If you ever wondered what the guy who looked up at the last tree on Easter Island, then spit on his palms, lifted his stone ax and cut it down, looked like, or maybe the guy who gazed on the arid Great Plains and though to himself, “I can populate this place with millions of sodbusters,” only to find that when it was put to the plow it blew away, he probably resembled this guy:
Just today, the Star Tribune’s editorialists observed in an editorial about bike theft:
Biking reduces traffic — and burns calories — at a time when progress is needed on both fronts. While Minneapolis has yet to reach its 2014 goal of having 7 percent of commuters on bikes, the current estimate that 3.5 percent are wheeling it to work is well ahead of most metro areas. (Bike-friendly Portland, Ore., is at 6 percent).

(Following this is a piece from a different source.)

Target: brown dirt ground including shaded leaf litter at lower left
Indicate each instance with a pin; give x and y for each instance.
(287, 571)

There would be no way to cram all the people who work in the downtowns on the streets or parking ramps without public transportation, bicycles and pedestrians. And never mind the clients, patients, and customers who want to come downtown, too.
Oh, Uncle Billy has his supporters, all right, such as the woman at an Edina Department of Public Works hearing on bike lanes who said, “Cars were here first; why do we have to worry about bicycles?”
Ma’am, actually the horses were here before the cars.
You have to believe that Glahn, while driving around the city he’d like to represent, might have encountered a sign such as the one above, and thought to himself, “Gee, maybe this isn’t such a great fit.”